1924 Anayasasında milletvekili seçme ve seçilme hakkı sadece erkeklere tanınmıştı. 5 Aralık 1934 tarihinde Anayasa’nın 10. ve 11. maddelerinde yapılan değişiklikle kadınlara da milletvekili seçme ve seçilme hakkı tanınmıştır. Anayasa’da yapılan değişikliklerine uygun olarak İntihab-ı Mebusan Kanunu’nda da (Milletvekili Seçimi Kanunu’nda) yine aynı tarihte değişiklik yapılmış ve anayasayla tanınan eşit haklara seçim kanununda da yer verilmiştir. Hem Anayasa değişikliği hem Seçim kanunundaki değişikliğin 11 Aralık 1934 tarihli Resmi Gazetede birlikte ilan edilmesi, Cumhuriyet devrimleriyle kadın erkek eşitliğinin yaşama geçirilmesindeki kararlılığı yansıtan çok önemli bir örneğidir.
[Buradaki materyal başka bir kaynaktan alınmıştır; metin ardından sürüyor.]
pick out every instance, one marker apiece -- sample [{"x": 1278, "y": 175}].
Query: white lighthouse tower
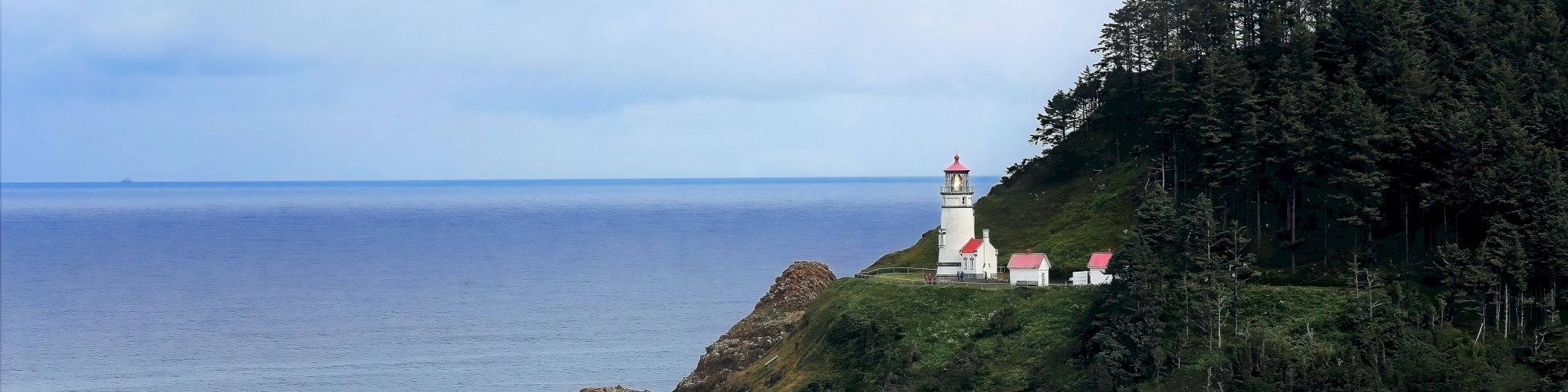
[{"x": 959, "y": 250}]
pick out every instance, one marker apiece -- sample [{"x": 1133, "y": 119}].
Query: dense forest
[{"x": 1407, "y": 151}]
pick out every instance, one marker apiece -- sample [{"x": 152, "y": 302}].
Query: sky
[{"x": 394, "y": 90}]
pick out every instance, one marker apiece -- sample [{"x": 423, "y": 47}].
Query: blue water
[{"x": 412, "y": 286}]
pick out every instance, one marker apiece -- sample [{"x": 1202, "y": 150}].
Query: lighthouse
[{"x": 959, "y": 249}]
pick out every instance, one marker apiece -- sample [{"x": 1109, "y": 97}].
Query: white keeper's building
[{"x": 957, "y": 247}]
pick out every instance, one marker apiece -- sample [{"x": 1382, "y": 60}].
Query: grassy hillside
[
  {"x": 869, "y": 336},
  {"x": 1072, "y": 203}
]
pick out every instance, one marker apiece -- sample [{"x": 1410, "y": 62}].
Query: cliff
[
  {"x": 771, "y": 322},
  {"x": 612, "y": 390}
]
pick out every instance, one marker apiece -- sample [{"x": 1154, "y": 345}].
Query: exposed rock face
[
  {"x": 775, "y": 318},
  {"x": 612, "y": 390}
]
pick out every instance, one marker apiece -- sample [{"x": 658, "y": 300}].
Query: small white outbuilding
[
  {"x": 1029, "y": 269},
  {"x": 1097, "y": 270}
]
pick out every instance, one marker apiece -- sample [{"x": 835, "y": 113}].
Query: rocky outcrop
[
  {"x": 612, "y": 390},
  {"x": 775, "y": 318}
]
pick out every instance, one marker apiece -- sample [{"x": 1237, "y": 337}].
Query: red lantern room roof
[
  {"x": 971, "y": 247},
  {"x": 957, "y": 167}
]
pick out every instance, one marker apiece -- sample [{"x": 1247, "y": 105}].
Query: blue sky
[{"x": 528, "y": 90}]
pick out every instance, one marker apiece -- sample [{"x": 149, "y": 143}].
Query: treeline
[{"x": 1418, "y": 140}]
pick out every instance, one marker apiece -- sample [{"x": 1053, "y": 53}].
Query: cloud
[{"x": 495, "y": 90}]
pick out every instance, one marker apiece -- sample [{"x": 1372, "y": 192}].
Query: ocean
[{"x": 412, "y": 286}]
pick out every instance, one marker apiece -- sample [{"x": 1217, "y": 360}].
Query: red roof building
[
  {"x": 1028, "y": 261},
  {"x": 1100, "y": 261},
  {"x": 971, "y": 247},
  {"x": 956, "y": 167}
]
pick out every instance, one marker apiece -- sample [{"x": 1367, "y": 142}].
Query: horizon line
[{"x": 567, "y": 180}]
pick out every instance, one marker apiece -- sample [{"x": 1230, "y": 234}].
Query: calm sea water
[{"x": 412, "y": 286}]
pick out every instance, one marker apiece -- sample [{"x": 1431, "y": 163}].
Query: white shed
[
  {"x": 1029, "y": 269},
  {"x": 1097, "y": 270}
]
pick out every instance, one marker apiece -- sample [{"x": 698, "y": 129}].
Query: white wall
[{"x": 1029, "y": 275}]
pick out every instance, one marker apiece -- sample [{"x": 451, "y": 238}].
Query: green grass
[
  {"x": 921, "y": 336},
  {"x": 1067, "y": 219},
  {"x": 901, "y": 277}
]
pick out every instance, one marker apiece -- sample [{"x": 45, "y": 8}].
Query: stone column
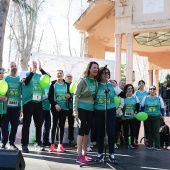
[
  {"x": 118, "y": 43},
  {"x": 129, "y": 58},
  {"x": 157, "y": 81}
]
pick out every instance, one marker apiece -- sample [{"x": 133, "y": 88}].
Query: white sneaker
[{"x": 88, "y": 149}]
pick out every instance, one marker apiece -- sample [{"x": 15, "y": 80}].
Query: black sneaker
[
  {"x": 25, "y": 149},
  {"x": 157, "y": 148},
  {"x": 112, "y": 159},
  {"x": 13, "y": 147},
  {"x": 132, "y": 146},
  {"x": 3, "y": 146},
  {"x": 99, "y": 158},
  {"x": 150, "y": 147}
]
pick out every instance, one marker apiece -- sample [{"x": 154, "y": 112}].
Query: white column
[
  {"x": 129, "y": 58},
  {"x": 157, "y": 81},
  {"x": 118, "y": 43},
  {"x": 150, "y": 77}
]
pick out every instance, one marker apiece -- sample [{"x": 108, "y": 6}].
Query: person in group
[
  {"x": 119, "y": 114},
  {"x": 140, "y": 93},
  {"x": 83, "y": 108},
  {"x": 105, "y": 95},
  {"x": 122, "y": 84},
  {"x": 46, "y": 116},
  {"x": 58, "y": 97},
  {"x": 32, "y": 104},
  {"x": 164, "y": 92},
  {"x": 131, "y": 107},
  {"x": 3, "y": 98},
  {"x": 153, "y": 105},
  {"x": 13, "y": 107},
  {"x": 68, "y": 79}
]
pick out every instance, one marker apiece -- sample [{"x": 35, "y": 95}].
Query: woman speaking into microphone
[
  {"x": 100, "y": 110},
  {"x": 83, "y": 108}
]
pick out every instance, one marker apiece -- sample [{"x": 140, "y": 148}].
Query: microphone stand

Günümüzde iktidar tarafından dile getirilen kadının “en önemli kariyeri anneliktir” “kadın erkek eşitliği fıtratında yok” gibi sözlerin giderek kanun değişikliğiyle Cumhuriyet kazanımlarından geriye gidişe yol açmakta olması kaygı vericidir.
https://www.resmigazete.gov.tr/arsiv/2877.pdf
Kadınların milletvekili seçme ve seçilme hakkını ilk kez kullandığı 1935 seçimlerinde 18 kadın milletvekili seçilmiştir. Henüz pozitif ayrımcılık ya da siyasette cinsiyet kotası kavramlarının (CEDAW 4.md özel önlemlerin) dünya gündeminde olmadığı yıllarda 18 kadın milletvekili TBMM’de yer almıştır. Türkiye parlamentoda kadın oranıyla dünya sıralamasında ikinci sırada yer almıştı.
Laiklik ilkesi- Demokrasinin güvencesi
10 Nisan 1928 tarihinde 1924 Anayasası 2. maddesinin “Türkiye Devletinin dini, Dini İslamdır” hükmünde değişiklik yapılmış ve yurttaşlara dine dayalı ayrımcılık yapılmasını önlemek üzere anayasal temel oluşturulmuştur. Bu değişiklikle hukuk devrimiyle hedeflenen laiklik ilkesine ilk adım atılmıştır.
5 Şubat 1937 tarihinde 1924 Anayasasında yapılan değişiklikle, kadın haklarının da güvencesi olan “laiklik” ilkesine yer verilmiş, Anayasanın 2. maddesi “Türkiye Devleti, Cumhuriyetçi, milliyetçi, halkçı, devletçi, lâik ve inkılâpçıdır. Resmî dili Türkçedir. Makarrı Ankara şehridir” şeklinde düzenlenmiştir.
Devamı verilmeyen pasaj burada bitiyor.